Abstract

T HIS paper reports on a study of the relation between peoples' incomes and the way they allocate their time to income and leisure. Time can be spent either on the earning of income (work) or on a host of alternative noneconomic activities (leisure). It is a question of real significance whether, as incomes rise, people systematically change their distribution of time between these activities. However, it is a question to which economics provides no agreed upon answer. No a priori or theoretical answer is possible because we know that, as sellers of their own time, people are pulled in opposite directions by conflicting income and substitution effects. On the other hand, no empirical evidence has thus far been widely accepted despite surprisingly consistent empirical results. But since economic growth and rising incomes are part of a pervasive economic climate, this aspect of peoples' behavior the way they respond to increased economic well-being is of very real importance, in part because it will feed back as an influence on the rate and pattern of growth itself, both in advanced and in underdeveloDed countries.' This subject, of course, is discussed in the theory of public finance as the incentive effect of tax and expenditure, in macro and labor theory as the shape of the long-run aggregate labor supply curve, and in the literature of economic development as the response to changing sectoral terms of trade. This study is empirical. It uses aggregate international cross-sectional data to reveal the typical relation between incomes and hours of work-i.e., between incomes and the allocation of effort (as synonymous with time) to the acquisition of income.
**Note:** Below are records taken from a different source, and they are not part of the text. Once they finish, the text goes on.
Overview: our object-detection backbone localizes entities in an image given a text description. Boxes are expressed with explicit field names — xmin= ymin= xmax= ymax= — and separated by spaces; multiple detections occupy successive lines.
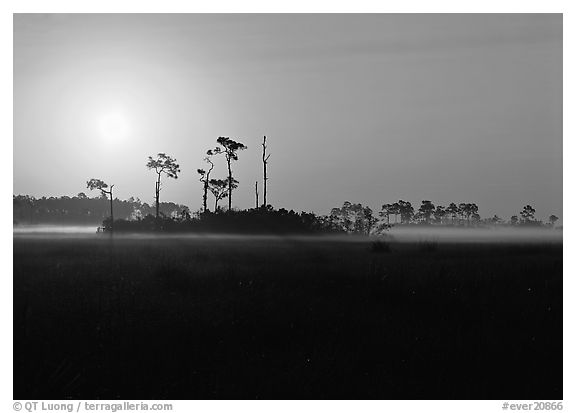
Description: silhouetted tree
xmin=208 ymin=178 xmax=238 ymax=212
xmin=380 ymin=204 xmax=391 ymax=225
xmin=459 ymin=203 xmax=478 ymax=225
xmin=446 ymin=202 xmax=460 ymax=225
xmin=262 ymin=135 xmax=270 ymax=206
xmin=548 ymin=215 xmax=558 ymax=227
xmin=520 ymin=205 xmax=536 ymax=224
xmin=418 ymin=201 xmax=436 ymax=224
xmin=434 ymin=205 xmax=446 ymax=224
xmin=86 ymin=178 xmax=114 ymax=232
xmin=398 ymin=200 xmax=414 ymax=224
xmin=146 ymin=153 xmax=180 ymax=219
xmin=388 ymin=202 xmax=400 ymax=224
xmin=196 ymin=156 xmax=214 ymax=212
xmin=208 ymin=136 xmax=247 ymax=211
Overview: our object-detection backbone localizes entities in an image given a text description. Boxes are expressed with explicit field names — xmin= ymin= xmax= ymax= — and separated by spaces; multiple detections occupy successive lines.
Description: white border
xmin=0 ymin=0 xmax=576 ymax=413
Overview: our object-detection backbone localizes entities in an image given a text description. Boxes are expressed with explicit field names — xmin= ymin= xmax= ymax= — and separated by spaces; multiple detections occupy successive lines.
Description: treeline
xmin=104 ymin=206 xmax=345 ymax=234
xmin=12 ymin=192 xmax=188 ymax=225
xmin=14 ymin=136 xmax=558 ymax=235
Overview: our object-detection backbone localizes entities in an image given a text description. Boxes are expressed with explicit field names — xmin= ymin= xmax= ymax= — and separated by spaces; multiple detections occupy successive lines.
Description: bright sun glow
xmin=100 ymin=113 xmax=130 ymax=142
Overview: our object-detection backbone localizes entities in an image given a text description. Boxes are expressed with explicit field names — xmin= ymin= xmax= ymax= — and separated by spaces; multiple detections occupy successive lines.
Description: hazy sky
xmin=14 ymin=14 xmax=562 ymax=218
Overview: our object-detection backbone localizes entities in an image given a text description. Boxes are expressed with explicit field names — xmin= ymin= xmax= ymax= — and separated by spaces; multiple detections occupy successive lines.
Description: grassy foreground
xmin=14 ymin=237 xmax=563 ymax=399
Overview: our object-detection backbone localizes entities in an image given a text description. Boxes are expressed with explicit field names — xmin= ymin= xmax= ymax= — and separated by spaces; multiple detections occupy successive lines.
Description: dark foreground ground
xmin=14 ymin=238 xmax=563 ymax=399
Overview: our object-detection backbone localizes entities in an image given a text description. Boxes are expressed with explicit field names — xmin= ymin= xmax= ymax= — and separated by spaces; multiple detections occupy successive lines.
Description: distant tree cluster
xmin=12 ymin=192 xmax=188 ymax=225
xmin=104 ymin=207 xmax=343 ymax=234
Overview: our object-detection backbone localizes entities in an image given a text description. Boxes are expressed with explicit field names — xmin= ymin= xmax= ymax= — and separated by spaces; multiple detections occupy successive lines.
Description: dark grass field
xmin=14 ymin=237 xmax=563 ymax=399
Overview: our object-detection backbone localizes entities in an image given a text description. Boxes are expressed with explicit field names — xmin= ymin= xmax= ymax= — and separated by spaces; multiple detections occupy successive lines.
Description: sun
xmin=99 ymin=112 xmax=130 ymax=142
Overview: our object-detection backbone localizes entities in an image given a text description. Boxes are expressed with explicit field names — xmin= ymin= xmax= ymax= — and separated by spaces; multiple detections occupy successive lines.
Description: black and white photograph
xmin=11 ymin=8 xmax=567 ymax=406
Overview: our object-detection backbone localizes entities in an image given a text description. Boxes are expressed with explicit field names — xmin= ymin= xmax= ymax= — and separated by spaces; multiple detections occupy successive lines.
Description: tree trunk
xmin=226 ymin=156 xmax=232 ymax=211
xmin=204 ymin=178 xmax=208 ymax=212
xmin=156 ymin=174 xmax=160 ymax=220
xmin=262 ymin=135 xmax=270 ymax=207
xmin=110 ymin=185 xmax=114 ymax=232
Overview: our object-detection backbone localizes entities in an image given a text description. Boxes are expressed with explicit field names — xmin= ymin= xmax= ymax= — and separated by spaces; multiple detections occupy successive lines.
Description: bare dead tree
xmin=146 ymin=153 xmax=180 ymax=219
xmin=262 ymin=135 xmax=270 ymax=207
xmin=196 ymin=156 xmax=214 ymax=212
xmin=86 ymin=178 xmax=114 ymax=232
xmin=207 ymin=136 xmax=247 ymax=211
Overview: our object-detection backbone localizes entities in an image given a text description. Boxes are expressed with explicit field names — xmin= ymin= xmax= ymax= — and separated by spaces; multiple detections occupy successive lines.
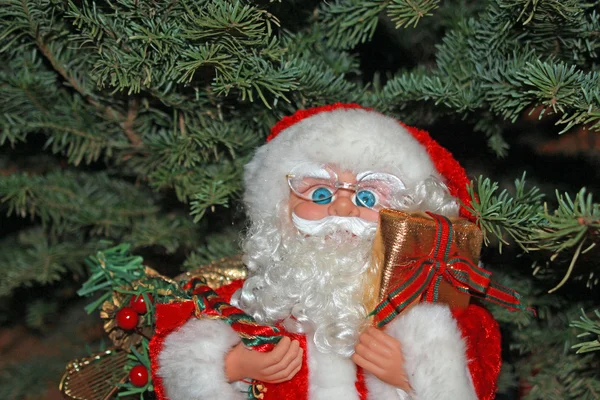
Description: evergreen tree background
xmin=0 ymin=0 xmax=600 ymax=399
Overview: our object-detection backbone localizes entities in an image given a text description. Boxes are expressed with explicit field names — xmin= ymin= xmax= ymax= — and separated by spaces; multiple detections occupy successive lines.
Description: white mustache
xmin=292 ymin=213 xmax=377 ymax=237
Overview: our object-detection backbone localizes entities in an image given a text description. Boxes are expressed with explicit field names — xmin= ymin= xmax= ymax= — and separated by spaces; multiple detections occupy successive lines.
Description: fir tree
xmin=0 ymin=0 xmax=600 ymax=399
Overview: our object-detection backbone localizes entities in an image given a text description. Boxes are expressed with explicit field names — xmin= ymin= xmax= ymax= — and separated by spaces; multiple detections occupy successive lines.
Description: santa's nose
xmin=329 ymin=194 xmax=360 ymax=217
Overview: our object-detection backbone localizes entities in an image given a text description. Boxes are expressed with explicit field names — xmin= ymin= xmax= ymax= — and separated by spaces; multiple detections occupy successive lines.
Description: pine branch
xmin=468 ymin=175 xmax=600 ymax=293
xmin=0 ymin=228 xmax=92 ymax=296
xmin=570 ymin=310 xmax=600 ymax=354
xmin=0 ymin=171 xmax=158 ymax=236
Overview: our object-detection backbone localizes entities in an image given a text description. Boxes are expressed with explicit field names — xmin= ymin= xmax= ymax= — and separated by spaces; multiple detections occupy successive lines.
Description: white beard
xmin=292 ymin=213 xmax=377 ymax=238
xmin=232 ymin=212 xmax=374 ymax=357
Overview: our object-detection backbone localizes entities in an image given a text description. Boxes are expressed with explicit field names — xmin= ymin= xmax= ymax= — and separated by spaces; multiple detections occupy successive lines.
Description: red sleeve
xmin=452 ymin=304 xmax=502 ymax=400
xmin=150 ymin=280 xmax=243 ymax=400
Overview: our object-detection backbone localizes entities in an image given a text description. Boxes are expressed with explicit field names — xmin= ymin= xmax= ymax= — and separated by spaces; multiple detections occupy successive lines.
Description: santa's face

Previous empirical studies either have shown that relationship to be negative -work effort decreases with increasing incomes or at the least, have failed to show a positive correlation. The data used in those earlier studies were intercity and interindustry cross-sections [2, 7, 8], industry data over time [71, and cross-sections of occupational sub-groups within a society [2]. The major purpose of this study is to test the conclusions of those earlier investigations to see if these very different international aggregate data confirm that the relation is negative. A secondary objective is to use these data to evaluate possible influences, additional to income, on a society's allocation of effort.